Richardson: Yes, in 1999 I began working on Family Feud, and I've had the opportunity to work with three different hosts, Louie Anderson, Richard Karn, and John O'Hurley.
About.com: And soon there will be a fourth host, Steve Harvey.
Richardson: Right. The interesting thing there is that I did announcing work on The Steve Harvey Show, but I've never met him because my work was done in post production. So I'm looking forward to meeting him and working with him, assuming they keep me on the show!
About.com: Is there a learning curve for you at all when a new host takes over the show?

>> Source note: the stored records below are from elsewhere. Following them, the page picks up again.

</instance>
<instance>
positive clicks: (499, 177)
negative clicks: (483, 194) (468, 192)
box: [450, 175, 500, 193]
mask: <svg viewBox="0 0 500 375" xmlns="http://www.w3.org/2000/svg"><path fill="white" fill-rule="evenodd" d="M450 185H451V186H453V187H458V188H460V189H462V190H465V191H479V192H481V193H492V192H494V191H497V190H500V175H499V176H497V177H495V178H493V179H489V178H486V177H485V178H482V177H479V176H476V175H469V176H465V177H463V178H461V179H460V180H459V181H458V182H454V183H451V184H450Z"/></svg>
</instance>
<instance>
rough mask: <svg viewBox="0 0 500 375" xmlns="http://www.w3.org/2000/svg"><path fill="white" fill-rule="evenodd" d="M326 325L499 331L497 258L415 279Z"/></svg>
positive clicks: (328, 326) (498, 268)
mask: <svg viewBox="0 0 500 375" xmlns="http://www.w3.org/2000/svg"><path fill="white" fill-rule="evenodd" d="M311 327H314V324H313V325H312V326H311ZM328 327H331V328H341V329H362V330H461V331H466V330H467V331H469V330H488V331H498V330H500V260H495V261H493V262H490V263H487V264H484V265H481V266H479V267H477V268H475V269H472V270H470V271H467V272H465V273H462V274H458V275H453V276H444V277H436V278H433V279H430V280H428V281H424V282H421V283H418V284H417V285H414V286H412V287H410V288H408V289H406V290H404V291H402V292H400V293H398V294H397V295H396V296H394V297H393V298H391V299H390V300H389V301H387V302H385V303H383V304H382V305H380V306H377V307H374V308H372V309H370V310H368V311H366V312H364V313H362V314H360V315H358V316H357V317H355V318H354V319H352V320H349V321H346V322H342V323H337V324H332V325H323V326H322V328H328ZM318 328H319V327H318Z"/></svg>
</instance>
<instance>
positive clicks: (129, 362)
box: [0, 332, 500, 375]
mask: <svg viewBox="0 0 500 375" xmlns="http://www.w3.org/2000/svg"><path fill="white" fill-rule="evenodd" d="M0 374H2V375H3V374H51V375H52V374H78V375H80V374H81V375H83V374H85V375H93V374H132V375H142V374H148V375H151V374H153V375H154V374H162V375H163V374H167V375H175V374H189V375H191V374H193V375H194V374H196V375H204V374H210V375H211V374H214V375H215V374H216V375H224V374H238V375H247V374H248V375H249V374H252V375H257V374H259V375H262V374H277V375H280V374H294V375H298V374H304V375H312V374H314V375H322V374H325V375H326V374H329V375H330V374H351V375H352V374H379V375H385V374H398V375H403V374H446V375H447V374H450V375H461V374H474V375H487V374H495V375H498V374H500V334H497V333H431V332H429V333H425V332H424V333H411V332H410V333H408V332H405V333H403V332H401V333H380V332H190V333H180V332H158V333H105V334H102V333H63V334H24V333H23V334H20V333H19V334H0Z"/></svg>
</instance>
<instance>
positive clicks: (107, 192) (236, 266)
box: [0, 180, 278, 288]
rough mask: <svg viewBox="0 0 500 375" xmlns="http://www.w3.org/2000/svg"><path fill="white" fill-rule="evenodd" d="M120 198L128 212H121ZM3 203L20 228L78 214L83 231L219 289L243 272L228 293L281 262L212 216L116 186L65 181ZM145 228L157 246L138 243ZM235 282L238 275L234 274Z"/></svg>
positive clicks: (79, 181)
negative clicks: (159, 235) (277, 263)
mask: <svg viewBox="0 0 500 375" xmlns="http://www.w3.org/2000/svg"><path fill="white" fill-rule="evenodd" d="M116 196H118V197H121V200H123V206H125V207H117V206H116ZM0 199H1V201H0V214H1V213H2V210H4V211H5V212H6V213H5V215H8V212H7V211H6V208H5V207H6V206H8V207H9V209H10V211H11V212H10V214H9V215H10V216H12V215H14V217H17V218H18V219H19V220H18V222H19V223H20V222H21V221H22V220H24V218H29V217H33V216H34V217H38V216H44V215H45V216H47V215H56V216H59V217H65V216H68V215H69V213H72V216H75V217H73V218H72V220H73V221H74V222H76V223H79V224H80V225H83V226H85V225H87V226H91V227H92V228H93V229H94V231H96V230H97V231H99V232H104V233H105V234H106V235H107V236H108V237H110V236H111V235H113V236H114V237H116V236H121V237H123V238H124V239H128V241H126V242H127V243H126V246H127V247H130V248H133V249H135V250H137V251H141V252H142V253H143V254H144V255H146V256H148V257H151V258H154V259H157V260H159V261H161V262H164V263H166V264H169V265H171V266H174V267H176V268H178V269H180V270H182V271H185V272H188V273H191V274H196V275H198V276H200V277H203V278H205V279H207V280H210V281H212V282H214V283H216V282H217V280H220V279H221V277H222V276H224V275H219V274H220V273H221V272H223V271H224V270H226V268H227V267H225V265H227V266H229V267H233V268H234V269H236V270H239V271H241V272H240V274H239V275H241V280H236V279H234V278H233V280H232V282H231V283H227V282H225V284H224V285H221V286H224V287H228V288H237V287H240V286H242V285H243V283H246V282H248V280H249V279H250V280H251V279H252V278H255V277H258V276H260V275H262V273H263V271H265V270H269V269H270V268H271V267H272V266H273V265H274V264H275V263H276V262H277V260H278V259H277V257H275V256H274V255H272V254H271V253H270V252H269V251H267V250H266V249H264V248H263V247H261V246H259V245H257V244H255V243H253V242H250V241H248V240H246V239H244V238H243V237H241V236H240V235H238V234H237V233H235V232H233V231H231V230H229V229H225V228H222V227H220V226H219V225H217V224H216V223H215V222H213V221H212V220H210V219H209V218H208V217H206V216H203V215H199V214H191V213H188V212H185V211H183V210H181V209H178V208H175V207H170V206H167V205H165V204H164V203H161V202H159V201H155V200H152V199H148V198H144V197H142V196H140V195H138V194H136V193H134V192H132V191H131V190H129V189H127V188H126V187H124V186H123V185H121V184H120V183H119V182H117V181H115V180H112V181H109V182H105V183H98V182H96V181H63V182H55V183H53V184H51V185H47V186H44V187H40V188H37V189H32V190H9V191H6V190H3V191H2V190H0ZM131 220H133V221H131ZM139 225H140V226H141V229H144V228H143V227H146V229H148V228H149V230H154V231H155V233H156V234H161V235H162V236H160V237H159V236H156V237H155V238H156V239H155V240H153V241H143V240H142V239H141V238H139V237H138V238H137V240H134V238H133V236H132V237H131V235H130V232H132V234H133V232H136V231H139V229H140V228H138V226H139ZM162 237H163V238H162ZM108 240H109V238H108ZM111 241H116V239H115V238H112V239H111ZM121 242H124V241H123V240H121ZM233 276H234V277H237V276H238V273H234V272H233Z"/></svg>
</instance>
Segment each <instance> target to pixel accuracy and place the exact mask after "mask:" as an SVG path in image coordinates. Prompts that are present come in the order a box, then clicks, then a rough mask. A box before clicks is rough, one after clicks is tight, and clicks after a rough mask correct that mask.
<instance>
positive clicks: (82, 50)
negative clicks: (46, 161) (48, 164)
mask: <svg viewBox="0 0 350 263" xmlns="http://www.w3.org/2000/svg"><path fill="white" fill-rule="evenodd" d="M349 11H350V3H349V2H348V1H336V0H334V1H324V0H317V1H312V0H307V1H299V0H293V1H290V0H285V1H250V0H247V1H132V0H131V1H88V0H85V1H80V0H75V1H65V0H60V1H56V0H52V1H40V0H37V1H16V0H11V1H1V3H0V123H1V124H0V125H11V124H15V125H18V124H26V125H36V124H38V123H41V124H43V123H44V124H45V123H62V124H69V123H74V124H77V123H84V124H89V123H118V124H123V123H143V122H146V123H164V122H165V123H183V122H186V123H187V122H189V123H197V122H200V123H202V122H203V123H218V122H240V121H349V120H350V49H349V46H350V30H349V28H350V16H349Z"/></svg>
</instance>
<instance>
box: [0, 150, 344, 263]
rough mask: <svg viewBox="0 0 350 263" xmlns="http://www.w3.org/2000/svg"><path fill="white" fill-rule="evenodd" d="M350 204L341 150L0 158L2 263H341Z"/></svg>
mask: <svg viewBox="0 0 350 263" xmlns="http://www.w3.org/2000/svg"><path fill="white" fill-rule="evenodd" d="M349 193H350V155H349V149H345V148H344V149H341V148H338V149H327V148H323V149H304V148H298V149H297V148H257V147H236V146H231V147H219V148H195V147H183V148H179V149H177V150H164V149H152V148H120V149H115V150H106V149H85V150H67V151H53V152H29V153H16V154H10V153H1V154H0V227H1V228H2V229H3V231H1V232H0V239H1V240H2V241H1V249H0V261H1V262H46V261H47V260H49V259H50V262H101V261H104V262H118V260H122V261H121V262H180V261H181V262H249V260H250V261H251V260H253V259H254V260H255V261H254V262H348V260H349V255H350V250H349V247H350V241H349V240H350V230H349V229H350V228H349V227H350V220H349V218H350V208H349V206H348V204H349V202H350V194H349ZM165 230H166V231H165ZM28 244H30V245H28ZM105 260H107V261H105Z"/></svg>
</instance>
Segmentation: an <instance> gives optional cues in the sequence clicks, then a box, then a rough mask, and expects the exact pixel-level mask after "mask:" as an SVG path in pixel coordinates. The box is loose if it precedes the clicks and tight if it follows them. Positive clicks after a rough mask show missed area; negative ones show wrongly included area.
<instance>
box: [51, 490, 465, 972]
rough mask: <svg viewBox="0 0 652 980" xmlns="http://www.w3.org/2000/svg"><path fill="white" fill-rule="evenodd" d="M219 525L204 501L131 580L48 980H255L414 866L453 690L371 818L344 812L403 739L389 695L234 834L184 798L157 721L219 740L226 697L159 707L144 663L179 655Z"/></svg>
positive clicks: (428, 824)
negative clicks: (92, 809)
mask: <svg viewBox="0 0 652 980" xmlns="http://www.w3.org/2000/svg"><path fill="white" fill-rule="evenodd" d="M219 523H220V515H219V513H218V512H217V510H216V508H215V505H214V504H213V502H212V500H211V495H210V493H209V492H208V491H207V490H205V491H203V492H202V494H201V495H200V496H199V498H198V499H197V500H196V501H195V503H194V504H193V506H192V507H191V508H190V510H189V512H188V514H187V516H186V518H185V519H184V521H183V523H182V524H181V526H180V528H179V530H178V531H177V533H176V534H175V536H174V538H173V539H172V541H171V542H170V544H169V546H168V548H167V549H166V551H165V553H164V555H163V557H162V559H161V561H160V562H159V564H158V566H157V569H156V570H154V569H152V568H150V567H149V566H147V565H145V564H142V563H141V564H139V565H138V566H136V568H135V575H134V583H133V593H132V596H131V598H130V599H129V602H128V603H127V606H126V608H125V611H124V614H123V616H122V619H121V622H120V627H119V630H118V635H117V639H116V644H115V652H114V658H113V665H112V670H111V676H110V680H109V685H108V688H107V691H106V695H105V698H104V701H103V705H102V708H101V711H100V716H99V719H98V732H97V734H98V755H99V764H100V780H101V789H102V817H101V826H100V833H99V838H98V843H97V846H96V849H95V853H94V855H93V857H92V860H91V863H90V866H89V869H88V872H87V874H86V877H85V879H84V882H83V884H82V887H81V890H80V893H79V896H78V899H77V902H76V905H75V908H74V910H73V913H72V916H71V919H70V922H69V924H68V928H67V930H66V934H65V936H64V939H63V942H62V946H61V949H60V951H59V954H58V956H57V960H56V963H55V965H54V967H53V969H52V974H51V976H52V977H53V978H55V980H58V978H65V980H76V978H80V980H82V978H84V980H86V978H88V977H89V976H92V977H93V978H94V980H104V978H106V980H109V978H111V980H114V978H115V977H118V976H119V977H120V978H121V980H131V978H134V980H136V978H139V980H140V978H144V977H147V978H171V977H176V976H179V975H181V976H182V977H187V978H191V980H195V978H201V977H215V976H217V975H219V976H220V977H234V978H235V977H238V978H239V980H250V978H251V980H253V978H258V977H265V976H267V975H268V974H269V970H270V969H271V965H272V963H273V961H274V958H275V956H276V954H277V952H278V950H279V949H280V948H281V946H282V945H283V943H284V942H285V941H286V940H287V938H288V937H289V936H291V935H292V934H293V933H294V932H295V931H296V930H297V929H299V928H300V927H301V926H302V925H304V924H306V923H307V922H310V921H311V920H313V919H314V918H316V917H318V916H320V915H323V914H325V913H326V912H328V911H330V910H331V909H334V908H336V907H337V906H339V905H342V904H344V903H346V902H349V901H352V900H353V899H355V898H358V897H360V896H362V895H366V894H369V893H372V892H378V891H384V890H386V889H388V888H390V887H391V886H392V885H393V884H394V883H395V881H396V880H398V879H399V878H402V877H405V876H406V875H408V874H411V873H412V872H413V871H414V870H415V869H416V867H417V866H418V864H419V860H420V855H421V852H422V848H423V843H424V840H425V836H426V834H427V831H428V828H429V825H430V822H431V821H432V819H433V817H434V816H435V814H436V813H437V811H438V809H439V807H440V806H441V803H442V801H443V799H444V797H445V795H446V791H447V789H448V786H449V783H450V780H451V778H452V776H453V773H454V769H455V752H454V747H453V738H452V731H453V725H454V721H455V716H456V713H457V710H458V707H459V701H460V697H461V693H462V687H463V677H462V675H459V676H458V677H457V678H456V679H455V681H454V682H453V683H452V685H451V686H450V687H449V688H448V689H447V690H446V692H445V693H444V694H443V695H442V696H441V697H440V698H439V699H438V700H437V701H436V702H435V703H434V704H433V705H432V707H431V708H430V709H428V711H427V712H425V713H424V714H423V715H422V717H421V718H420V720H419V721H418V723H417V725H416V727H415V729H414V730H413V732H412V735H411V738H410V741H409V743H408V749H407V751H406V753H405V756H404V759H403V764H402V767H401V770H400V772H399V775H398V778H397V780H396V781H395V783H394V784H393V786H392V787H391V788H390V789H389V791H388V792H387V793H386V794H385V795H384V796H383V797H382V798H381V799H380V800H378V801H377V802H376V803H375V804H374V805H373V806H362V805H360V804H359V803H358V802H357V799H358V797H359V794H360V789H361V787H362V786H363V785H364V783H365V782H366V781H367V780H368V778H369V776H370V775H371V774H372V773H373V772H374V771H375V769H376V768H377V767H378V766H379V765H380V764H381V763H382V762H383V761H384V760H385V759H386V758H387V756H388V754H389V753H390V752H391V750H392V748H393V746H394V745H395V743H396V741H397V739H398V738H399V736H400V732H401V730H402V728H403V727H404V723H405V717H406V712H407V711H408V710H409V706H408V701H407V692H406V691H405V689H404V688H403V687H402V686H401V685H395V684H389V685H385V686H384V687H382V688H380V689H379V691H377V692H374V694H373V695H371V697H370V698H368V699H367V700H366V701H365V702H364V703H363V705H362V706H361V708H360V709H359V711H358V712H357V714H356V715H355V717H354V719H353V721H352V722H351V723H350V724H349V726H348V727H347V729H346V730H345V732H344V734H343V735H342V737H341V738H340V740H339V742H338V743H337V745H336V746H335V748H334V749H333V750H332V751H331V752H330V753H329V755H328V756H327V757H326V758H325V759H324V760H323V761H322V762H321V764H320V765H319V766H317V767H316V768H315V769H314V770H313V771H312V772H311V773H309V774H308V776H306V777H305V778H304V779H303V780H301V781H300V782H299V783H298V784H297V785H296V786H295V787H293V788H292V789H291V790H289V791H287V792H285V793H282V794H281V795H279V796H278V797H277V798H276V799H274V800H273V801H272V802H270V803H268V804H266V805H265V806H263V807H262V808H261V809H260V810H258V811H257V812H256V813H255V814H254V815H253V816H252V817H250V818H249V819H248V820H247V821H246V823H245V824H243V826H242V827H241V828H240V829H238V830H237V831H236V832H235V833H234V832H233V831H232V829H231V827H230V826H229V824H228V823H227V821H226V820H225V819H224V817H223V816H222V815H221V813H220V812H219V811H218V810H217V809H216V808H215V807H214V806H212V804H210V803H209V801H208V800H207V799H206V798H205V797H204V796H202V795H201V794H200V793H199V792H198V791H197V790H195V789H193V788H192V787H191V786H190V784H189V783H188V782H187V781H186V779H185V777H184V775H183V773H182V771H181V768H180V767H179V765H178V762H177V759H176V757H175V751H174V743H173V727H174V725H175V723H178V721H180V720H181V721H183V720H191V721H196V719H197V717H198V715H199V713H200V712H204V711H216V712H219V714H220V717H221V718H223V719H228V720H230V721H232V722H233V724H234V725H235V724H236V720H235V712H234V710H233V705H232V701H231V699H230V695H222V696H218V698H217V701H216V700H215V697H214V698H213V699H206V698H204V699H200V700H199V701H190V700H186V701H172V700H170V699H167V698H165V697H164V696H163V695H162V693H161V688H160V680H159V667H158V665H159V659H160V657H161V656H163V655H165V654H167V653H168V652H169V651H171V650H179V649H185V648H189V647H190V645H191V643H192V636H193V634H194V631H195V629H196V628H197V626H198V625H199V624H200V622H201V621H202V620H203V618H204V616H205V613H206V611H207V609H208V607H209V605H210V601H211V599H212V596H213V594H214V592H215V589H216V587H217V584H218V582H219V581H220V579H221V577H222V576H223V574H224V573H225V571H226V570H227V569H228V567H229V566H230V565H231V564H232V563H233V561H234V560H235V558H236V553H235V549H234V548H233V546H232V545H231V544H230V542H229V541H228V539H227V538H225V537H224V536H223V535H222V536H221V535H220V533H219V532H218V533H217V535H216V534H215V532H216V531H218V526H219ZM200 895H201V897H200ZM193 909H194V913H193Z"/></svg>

Richardson: No, not at all. What I do is basically the same. I might announce the name differently, just to keep it fresh and distinct, but my job is the same no matter who is hosting. I come in, and do about twenty minutes of warm-up with the audience, welcoming them to the show and teaching them what they need to do; when to applaud, when to cheer, that kind of thing. And between takes I get to entertain them. The crew brings out the soundtracks on CD and I do a little singing then.
About.com: Is there a difference in the way you approach announcing a prime time game show versus a daytime or syndicated game?
Richardson: Not really. The Price is Right had their nighttime specials which were done a little differently, with more prizes and excitement, so everything was kicked up. But the announcing is really the same. In the case of The Price is Right, even with the added excitement, they want the show to appear as much as possible as the same show viewers know and love.
About.com: Speaking if Price, they put quite a bit of focus on their announcers, and even more so lately. Is that something you'd like to see more of on other game shows?
Richardson: Yes I would! Audiences like to see other players on the show; it gives the host another person to interact with on a familiar level. Most of us who do voice work are talented in other areas, so there's talent there that remains untapped. I get to do fun things on Family Feud every now and then of course - on the Halloween episodes I do a little Count Dracula and that kind of thing. I would love to be more involved in the show though.
About.com: As game shows continue to evolve, do you think we'll ever see a return to simpler games without all of the extra drama and glitz?
Richardson: The simpler games will always be around because they're the ones that people love to play along with at home. If you're watching Family Feud or Jeopardy! you can jump right in and start playing the game instantly. It doesn't matter if you walk in halfway through the game while it's on television, you can just start playing. And that's the hallmark of a show like Family Feud.
With reality-type game shows, the core theme is that the participants will get something out of it at the end. Someone wins a prize, someone gets a lot of money, and there might be some theme that will hook viewers emotionally. But viewers can't really play along with those games. Some shows are hardly game shows. For example, Deal or No Deal is a prize show. You do something that will earn you money or prizes, and that's all there is to it.
About.com: The thing I've noticed with Deal or No Deal (and my readers will be tired of reading this by now) is that people desperately want to play the game, but they aren't actually watching it on television.
Richardson: That's interesting. A successful game show engages the audience. If it's too easy there's no challenge, and it's not compelling for many people. There's too much of an element of luck rather than gaming or skill. In the end people like to be challenged.
About.com: Burton, thank you so much for your time today! It was a real pleasure to speak with you, and I hope we'll be hearing your voice on Family Feud for many years to come.
Richardson: Thank you Carrie, I enjoyed our conversation.